Belediye; il, ilçe ve Büyükşehir gibi yerleşim yerlerinde sokakların bakımı, temizlik, aydınlatma, su, kanalizasyon, şehir içi trafik ve esnafın denetimi gibi kamu hizmetlerini gören, başkanı ve meclis üyeleri seçimle gelen, tüzelkişiliği olan örgütün adıdır. Kısaca belediye, bir belde halkının ortak, mahalli ihtiyaçlarını karşılayan ve hizmetlerini gören, kamu tüzel kişiliğine sahip mahalli idare birimidir.
Siyasi partiler, Mart 2019’da yapılacak seçimler yaklaşırken, yerel seçime yönelik hazırlıklarını sürdürüyorlar. Hatta bazı il, ilçe ve Büyükşehir belediye başkan adaylarını ismen belirlemeye başladılar bile.
Belediye başkan adayları değişik yöntemlerle belirleniyor. Adaylar ‘önseçim’, ‘aday yoklaması’ veya ‘merkez yoklaması’ yöntemleriyle belirleniyor. Partiler, genellikle ‘merkez yoklaması’ yöntemini uygularken, olası tartışmalarla karşılaşılmaması için parti içinde ‘uzlaşma’ amaçlanıyor.

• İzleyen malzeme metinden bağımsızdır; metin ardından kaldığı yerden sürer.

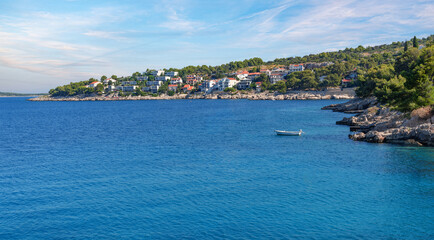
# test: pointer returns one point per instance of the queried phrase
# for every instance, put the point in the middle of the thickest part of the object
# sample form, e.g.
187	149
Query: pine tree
415	44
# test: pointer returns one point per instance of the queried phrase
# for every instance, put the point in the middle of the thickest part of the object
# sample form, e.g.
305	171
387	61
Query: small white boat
288	133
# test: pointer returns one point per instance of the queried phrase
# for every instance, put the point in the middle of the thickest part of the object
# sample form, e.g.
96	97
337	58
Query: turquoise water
203	169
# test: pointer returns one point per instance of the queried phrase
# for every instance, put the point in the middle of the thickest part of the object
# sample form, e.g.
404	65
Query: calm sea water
203	169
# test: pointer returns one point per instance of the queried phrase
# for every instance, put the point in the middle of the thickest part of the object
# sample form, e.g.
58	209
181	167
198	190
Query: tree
415	43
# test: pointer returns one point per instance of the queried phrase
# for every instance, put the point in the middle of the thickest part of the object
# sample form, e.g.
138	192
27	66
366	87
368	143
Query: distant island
11	94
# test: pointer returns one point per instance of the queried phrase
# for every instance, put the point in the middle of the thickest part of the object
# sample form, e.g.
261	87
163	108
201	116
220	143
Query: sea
204	169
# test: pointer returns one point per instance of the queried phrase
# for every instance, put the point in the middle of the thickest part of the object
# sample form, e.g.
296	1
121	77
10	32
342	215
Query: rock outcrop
381	125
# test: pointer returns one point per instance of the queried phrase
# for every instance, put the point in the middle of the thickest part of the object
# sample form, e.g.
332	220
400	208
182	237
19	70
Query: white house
173	87
157	73
226	82
162	78
242	75
193	79
107	80
280	71
111	88
142	78
207	86
154	83
125	83
172	74
252	76
275	77
126	88
154	88
296	68
244	84
177	80
129	88
94	84
266	71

Milletvekilleri ve Parti Meclisi (PM) üyelerinin il çalışmalarından gelen sonuçlar, parti örgütünün görüşleri ve anket çalışmalarının ardından ortaya çıkan tabloya göre belirlenen adaylar merkezde yetkili organların onayından sonra ilan ediliyor.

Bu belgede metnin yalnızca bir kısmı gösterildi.